The Bradford-Hill criteria are widely used in epidemiology as a framework with which to assess whether an observed association is likely to be causal. (J Roy Soc Med 1965:58:295-300)

  1. Strength of the association - According to Hill, the stronger the association between a risk factor and outcome, the more likely the relationship is thought to be causal.
  2. Consistency of findings - Have the same findings been observed among different populations, in different study designs and different times?
  3. Specificity of the association - One to one relationship between cause and outcome.
  4. Temporal sequence of association - Exposure must precede outcome
  5. Biological gradient - Change in disease rates with corresponding changes in exposure (dose response).
  6. Biological plausibility - Presence of a potential biological mechanism.
  7. Coherence - Does the relationship agree with the current knowledge of the natural history/biology of the disease?
  8. Experiment - Does the removal of the exposure alter the frequency of the outcome?
  9. Analogy.

Although widely used, the criteria are not without criticism. Rothman argues that Hill did not propose these criteria as a checklist for evaluating whether a reported association might be interpreted as causal, but they have been widely applied in this way. He contends that the Bradford-Hill criteria fail to deliver on the hope of clearly distinguishing causal from non-causal relations.2

For example, the first criterion 'strength of association' does not take into account the fact that not every component cause will have a strong association with the disease it produces, or that strength of association also depends on the prevalence of other factors.2

In terms of the third criterion, 'specificity' which suggests that a relationship is more likely to be causal if the exposure is related to a single outcome, Rothman argues that this criterion is misleading as a cause may have many effects, for example smoking.2

The fifth criterion, biological gradient suggests that the plausibility of a causal association is increased if a biological gradient or dose-response curve can be demonstated.3 However, such relationships may also result from confounding or other biases.2,3

According to Rothman, the only criterion that is can be considered as a true causal criterion is 'temporality', that is that the cause preceded the effect. It may be difficult, however, to ascertain the time sequence for cause and effect.2

The process of causal inference is complex and arriving at a tentative inference of a causal or non-causal nature of an association is a subjective process.
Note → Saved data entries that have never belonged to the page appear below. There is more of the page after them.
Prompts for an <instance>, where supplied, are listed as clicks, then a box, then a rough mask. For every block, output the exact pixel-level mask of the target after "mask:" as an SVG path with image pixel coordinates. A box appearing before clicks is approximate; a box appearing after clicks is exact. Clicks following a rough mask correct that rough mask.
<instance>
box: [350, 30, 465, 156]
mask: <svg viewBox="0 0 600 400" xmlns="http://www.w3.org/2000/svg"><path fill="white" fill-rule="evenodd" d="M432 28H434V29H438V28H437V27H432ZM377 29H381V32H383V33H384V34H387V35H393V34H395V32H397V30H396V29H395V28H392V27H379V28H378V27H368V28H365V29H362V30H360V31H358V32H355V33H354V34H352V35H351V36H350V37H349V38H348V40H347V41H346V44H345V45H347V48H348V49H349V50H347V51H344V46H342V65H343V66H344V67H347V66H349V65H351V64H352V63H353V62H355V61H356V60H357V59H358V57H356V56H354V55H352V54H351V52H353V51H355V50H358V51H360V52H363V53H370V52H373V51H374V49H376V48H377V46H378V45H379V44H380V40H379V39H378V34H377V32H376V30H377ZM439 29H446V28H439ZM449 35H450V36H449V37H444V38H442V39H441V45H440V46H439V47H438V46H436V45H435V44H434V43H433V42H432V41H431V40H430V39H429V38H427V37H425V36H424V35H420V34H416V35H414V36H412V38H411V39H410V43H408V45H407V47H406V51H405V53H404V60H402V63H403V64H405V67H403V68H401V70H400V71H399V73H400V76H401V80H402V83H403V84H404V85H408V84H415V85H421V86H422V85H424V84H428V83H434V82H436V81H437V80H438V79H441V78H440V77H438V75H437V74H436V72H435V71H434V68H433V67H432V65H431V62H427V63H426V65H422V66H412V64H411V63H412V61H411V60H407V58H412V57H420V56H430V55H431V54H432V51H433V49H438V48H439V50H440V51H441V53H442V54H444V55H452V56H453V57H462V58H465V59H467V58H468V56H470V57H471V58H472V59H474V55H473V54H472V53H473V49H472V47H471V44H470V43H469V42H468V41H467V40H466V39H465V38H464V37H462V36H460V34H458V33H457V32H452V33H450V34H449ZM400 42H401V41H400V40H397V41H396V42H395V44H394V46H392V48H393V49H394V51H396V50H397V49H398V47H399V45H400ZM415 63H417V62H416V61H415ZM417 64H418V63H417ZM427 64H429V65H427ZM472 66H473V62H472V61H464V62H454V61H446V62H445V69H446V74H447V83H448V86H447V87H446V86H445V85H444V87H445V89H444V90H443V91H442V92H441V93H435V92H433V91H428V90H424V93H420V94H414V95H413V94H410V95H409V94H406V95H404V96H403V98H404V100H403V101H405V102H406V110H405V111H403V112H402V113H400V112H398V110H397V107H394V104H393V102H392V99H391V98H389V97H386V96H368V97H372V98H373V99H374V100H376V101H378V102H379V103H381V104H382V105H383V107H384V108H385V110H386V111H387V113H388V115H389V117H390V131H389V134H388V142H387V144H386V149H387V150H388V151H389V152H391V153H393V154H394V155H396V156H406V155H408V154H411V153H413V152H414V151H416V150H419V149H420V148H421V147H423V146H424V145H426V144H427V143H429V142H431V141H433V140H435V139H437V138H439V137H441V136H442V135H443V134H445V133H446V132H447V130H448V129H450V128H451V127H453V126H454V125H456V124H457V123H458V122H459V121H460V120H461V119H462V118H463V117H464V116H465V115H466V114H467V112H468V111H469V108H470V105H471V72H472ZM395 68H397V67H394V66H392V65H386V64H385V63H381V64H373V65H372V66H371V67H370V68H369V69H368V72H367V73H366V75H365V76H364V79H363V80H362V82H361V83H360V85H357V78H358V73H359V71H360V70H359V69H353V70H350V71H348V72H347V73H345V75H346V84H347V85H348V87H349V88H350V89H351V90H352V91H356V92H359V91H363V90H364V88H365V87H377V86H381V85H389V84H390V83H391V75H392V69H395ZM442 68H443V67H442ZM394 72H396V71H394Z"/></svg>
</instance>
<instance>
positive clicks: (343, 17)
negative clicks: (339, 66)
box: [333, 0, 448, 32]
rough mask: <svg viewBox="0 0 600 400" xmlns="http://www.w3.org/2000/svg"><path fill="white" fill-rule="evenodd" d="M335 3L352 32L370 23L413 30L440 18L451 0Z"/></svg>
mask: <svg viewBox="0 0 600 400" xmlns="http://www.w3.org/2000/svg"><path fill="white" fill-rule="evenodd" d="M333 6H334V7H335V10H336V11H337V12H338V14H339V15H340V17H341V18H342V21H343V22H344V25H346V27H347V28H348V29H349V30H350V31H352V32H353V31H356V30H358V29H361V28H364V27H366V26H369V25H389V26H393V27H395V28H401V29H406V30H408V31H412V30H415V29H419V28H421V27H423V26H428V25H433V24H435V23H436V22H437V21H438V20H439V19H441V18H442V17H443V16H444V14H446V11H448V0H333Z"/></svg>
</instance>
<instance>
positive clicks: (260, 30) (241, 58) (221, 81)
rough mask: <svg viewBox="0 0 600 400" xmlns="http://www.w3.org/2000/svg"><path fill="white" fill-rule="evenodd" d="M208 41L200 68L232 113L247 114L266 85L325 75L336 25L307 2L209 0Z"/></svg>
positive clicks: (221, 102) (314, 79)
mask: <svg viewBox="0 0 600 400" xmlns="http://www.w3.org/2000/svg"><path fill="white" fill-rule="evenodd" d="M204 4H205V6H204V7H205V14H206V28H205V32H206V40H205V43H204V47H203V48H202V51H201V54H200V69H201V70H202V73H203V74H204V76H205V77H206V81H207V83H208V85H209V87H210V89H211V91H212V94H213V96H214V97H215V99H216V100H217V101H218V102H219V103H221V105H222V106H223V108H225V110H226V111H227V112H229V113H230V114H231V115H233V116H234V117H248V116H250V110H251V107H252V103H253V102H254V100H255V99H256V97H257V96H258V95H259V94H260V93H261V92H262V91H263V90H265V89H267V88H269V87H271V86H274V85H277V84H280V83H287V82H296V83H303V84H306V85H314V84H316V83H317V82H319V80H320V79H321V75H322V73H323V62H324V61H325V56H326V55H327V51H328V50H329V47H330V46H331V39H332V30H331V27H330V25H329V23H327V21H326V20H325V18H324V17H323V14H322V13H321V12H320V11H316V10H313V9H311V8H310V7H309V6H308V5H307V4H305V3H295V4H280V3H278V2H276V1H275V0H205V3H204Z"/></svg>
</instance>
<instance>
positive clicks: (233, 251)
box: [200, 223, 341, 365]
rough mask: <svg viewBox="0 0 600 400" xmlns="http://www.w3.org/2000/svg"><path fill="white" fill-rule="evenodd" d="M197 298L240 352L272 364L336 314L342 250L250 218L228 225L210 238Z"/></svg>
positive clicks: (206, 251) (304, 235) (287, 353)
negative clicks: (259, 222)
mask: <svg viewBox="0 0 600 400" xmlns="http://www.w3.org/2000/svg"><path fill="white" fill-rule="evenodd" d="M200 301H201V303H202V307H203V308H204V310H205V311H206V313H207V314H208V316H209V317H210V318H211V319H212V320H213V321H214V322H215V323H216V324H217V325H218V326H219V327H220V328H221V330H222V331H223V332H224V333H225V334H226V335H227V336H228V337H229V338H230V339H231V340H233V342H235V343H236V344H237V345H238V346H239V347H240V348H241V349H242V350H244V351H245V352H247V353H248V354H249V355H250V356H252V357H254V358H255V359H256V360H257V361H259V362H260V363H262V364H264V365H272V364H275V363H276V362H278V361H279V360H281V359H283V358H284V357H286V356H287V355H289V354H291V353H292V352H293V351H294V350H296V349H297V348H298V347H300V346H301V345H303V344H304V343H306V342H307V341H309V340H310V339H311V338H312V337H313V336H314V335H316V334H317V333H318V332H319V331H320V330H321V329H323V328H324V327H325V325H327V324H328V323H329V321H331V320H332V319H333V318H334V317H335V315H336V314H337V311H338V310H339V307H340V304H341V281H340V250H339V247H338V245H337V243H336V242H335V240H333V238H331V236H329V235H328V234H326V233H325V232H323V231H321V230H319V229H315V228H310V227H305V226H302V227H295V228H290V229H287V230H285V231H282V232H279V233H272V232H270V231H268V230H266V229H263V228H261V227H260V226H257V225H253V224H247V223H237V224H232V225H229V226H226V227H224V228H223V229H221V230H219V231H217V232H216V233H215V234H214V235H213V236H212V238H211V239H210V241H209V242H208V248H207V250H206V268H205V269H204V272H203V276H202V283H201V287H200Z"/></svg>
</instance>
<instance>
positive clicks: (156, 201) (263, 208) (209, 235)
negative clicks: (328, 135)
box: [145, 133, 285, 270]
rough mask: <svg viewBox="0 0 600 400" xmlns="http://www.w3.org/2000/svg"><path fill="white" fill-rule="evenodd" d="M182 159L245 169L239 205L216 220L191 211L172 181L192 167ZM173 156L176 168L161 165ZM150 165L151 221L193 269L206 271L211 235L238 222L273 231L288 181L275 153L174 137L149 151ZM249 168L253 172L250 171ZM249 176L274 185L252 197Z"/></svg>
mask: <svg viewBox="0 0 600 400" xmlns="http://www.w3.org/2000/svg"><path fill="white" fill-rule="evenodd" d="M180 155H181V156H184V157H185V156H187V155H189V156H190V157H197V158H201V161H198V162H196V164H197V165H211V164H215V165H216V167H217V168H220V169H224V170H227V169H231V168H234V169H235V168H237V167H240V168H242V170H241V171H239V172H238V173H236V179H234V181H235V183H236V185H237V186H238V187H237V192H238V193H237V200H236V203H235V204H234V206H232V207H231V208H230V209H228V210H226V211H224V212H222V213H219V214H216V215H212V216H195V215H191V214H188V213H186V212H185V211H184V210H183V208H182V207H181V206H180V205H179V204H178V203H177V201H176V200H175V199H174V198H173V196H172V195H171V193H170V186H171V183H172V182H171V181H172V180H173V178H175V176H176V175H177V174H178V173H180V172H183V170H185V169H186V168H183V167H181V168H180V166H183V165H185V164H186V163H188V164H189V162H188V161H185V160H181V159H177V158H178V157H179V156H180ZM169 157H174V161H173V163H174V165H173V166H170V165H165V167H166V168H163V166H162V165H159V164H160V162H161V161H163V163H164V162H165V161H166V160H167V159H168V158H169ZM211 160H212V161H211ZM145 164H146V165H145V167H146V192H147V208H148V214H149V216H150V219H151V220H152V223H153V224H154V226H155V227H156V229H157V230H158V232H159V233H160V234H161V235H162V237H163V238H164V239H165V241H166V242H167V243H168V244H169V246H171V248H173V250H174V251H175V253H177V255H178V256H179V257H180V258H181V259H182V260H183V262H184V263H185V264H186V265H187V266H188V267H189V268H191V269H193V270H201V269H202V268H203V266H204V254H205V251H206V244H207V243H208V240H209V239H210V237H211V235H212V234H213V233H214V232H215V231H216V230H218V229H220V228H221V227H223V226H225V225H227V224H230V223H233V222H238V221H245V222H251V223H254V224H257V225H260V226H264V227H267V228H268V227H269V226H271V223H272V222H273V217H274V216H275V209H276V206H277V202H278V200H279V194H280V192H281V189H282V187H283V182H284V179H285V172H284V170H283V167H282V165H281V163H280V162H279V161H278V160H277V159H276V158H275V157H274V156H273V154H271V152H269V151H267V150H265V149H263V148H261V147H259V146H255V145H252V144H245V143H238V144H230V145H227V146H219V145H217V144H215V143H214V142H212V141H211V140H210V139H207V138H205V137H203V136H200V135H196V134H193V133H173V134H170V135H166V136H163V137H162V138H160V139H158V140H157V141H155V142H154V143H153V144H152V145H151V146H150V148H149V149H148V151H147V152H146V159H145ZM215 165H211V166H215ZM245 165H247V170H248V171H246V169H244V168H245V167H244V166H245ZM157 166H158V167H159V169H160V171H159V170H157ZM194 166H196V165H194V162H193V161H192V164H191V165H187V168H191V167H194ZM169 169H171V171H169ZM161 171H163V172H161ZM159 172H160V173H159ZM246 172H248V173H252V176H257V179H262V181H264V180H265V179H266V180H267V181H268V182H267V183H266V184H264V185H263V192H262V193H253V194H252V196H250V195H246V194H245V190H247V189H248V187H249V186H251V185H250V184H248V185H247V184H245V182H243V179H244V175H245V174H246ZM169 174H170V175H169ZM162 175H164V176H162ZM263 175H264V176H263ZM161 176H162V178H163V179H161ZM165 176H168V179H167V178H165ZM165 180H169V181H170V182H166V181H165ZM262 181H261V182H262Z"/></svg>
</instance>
For a comprehensive discussion on causality refer to Rothman.2

  1. Hennekens CH, Buring JE. Epidemiology in Medicine. Lippincott Williams & Wilkins, 1987.
  2. Rothman KJ. Epidemiology: An Introduction. Oxford University Press, 2002.
  3. Lucas RM, Mcmichael A. Association or Causation: evaluating links between 'environment and disease'. Bull World Health Org 2005; 83(10): 792-795.

Further Reading

  • Rothman KJ. Modern Epidemiology. Lippincott Williams & Wilkins, 1998, p7-28.
  • Hill AB. The environment and disease; association or causation? Proc R Soc Med 1965; 58:295-300.